The findings, reported in the journal Science, could have wide-reaching implications in both the prevention and treatment of schizophrenia, severe depression and other mental illnesses. 


"We have discovered a mechanism for how environmental factors, such as stress hormones, can affect the brain's physiology and bring about mental illness," says study leader Akira Sawa, M.D., Ph.D., a professor of psychiatry and behavioral sciences at the Johns Hopkins University School of Medicine. "We've shown in mice that stress in adolescence can affect the expression of a gene that codes for a key neurotransmitter related to mental function and psychiatric illness. While many genes are believed to be involved in the development of mental illness, my gut feeling is environmental factors are critically important to the process." 

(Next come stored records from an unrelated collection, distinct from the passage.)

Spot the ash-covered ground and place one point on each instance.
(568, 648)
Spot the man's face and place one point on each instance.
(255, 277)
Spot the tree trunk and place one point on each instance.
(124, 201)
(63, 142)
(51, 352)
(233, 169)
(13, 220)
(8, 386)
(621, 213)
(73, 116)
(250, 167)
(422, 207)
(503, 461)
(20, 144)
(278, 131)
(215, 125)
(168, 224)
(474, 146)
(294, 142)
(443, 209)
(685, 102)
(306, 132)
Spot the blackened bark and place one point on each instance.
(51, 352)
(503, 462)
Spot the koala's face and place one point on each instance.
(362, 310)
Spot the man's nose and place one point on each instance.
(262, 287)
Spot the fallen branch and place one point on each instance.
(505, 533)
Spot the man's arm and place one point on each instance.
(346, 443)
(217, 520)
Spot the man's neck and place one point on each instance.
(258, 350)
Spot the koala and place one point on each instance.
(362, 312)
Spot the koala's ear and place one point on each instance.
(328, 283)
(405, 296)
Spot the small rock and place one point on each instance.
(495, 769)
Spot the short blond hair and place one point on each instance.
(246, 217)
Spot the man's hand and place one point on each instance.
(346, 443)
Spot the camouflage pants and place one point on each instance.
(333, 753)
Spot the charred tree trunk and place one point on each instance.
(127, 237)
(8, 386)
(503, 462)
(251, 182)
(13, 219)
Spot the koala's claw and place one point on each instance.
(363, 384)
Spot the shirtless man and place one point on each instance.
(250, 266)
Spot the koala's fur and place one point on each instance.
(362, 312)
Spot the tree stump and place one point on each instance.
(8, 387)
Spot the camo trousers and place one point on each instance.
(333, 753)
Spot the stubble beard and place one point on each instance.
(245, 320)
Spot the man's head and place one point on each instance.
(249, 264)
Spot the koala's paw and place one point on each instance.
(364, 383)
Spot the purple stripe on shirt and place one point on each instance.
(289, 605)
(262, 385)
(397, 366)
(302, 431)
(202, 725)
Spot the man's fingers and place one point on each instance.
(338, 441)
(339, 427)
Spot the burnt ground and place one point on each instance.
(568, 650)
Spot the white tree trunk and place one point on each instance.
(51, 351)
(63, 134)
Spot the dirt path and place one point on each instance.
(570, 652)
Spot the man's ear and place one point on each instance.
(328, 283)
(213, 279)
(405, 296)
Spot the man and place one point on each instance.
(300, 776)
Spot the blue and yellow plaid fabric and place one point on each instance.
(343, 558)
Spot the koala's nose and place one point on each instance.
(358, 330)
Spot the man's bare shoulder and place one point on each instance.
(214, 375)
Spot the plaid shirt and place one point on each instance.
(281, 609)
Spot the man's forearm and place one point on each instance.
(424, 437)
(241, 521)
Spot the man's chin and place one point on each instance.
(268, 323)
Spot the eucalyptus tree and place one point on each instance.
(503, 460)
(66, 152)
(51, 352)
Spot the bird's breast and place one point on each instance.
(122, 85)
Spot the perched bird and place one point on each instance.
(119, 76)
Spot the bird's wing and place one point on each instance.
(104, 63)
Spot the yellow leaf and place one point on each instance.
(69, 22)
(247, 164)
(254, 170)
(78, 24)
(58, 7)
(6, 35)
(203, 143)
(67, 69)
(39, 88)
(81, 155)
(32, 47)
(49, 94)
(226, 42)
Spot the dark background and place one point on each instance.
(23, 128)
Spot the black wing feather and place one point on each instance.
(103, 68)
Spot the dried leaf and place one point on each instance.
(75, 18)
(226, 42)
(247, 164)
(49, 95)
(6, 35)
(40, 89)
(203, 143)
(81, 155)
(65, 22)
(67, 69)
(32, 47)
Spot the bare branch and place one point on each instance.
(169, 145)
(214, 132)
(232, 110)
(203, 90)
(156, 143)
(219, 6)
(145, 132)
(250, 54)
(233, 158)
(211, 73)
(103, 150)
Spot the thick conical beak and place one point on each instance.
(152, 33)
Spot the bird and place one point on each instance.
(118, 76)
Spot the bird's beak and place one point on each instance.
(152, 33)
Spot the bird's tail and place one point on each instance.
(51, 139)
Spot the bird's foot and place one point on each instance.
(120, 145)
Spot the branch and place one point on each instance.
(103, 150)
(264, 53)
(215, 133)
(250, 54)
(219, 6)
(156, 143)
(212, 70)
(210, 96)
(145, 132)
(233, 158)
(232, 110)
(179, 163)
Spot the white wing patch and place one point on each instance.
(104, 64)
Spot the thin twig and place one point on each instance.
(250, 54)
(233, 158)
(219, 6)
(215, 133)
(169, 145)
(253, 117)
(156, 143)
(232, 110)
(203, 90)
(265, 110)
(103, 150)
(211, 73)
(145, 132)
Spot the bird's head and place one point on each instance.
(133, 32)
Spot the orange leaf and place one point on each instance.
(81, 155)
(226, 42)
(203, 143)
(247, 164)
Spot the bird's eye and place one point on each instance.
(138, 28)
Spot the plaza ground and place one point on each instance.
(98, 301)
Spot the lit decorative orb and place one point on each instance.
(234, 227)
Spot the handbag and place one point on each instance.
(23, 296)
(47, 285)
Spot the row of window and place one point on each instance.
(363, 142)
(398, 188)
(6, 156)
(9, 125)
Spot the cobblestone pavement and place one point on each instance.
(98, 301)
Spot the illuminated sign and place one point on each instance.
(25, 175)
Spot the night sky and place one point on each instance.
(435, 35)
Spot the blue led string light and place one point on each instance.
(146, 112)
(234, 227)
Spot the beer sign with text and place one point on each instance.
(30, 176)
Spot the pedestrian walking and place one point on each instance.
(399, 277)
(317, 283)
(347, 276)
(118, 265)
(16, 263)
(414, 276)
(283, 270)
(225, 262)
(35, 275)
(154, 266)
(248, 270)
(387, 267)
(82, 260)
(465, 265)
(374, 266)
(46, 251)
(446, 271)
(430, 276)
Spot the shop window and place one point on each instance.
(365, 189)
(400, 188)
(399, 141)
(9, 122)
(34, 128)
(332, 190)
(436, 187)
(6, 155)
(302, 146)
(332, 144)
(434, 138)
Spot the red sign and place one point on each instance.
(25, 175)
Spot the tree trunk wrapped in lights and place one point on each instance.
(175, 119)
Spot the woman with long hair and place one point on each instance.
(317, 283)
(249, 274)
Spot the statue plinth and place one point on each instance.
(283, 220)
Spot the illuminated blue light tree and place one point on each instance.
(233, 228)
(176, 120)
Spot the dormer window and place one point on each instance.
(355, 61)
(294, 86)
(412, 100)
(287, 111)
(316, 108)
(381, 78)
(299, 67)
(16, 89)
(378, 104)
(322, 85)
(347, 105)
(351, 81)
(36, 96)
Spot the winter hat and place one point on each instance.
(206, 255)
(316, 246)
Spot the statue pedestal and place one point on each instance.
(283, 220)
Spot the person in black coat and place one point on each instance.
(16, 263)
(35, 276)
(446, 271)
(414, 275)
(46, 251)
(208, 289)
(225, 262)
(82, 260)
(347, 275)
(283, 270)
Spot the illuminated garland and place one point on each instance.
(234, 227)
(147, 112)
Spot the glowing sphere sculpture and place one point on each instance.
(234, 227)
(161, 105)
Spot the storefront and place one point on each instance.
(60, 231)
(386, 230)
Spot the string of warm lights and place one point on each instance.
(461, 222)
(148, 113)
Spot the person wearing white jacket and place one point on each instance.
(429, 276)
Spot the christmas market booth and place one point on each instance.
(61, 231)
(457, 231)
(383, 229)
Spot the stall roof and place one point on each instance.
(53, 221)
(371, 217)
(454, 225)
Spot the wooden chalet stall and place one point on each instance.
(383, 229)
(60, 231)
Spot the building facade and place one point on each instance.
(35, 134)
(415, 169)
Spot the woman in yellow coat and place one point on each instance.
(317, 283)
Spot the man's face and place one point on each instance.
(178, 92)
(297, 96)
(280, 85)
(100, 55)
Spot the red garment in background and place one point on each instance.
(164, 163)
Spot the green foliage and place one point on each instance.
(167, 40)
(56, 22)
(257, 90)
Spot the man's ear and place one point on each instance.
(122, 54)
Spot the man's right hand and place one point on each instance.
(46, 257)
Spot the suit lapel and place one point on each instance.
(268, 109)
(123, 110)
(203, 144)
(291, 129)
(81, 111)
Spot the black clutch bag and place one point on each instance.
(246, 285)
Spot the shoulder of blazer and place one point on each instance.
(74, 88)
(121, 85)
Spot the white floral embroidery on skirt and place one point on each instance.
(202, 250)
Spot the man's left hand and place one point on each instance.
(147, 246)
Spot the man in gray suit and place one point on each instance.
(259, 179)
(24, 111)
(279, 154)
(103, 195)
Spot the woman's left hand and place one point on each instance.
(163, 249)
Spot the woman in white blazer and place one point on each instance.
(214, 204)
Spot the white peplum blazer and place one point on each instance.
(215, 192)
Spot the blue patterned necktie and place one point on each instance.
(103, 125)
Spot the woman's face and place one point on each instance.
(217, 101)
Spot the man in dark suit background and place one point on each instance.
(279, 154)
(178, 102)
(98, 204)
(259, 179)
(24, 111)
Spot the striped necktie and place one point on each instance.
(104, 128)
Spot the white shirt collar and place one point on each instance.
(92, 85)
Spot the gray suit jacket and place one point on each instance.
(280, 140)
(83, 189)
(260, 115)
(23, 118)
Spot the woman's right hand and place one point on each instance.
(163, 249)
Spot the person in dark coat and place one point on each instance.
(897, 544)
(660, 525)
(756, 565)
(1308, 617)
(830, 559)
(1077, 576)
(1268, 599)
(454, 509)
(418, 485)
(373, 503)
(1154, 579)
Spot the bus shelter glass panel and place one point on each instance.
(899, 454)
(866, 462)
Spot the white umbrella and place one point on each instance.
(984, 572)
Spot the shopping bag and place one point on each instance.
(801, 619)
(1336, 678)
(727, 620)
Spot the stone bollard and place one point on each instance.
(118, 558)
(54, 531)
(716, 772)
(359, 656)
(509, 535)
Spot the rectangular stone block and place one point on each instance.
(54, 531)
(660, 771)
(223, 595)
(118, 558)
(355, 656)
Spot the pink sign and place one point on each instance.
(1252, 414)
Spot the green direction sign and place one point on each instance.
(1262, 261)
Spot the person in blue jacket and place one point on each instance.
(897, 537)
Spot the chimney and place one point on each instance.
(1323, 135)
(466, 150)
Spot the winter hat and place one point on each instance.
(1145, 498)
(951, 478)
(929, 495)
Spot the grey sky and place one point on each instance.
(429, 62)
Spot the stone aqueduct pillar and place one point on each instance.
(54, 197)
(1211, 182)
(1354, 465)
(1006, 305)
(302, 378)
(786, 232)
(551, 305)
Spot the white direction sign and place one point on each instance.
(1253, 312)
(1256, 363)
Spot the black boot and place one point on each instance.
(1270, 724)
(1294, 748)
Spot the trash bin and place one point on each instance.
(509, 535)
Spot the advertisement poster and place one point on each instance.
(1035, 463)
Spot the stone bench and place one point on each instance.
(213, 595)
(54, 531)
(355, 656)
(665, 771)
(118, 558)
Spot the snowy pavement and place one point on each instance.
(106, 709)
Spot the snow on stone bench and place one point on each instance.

Sawa, director of the Johns Hopkins Schizophrenia Center, and his team set out to simulate social isolation associated with the difficult years of adolescents in human teens. They found that isolating healthy mice from other mice for three weeks during the equivalent of rodent adolescence had no effect on their behavior. But, when mice known to have a genetic predisposition to characteristics of mental illness were similarly isolated, they exhibited behaviors associated with mental illness, such as hyperactivity. They also failed to swim when put in a pool, an indirect correlate of human depression. When the isolated mice with genetic risk factors for mental illness were returned to group housing with other mice, they continued to exhibit these abnormal behaviors, a finding that suggests the effects of isolation lasted into the equivalent of adulthood.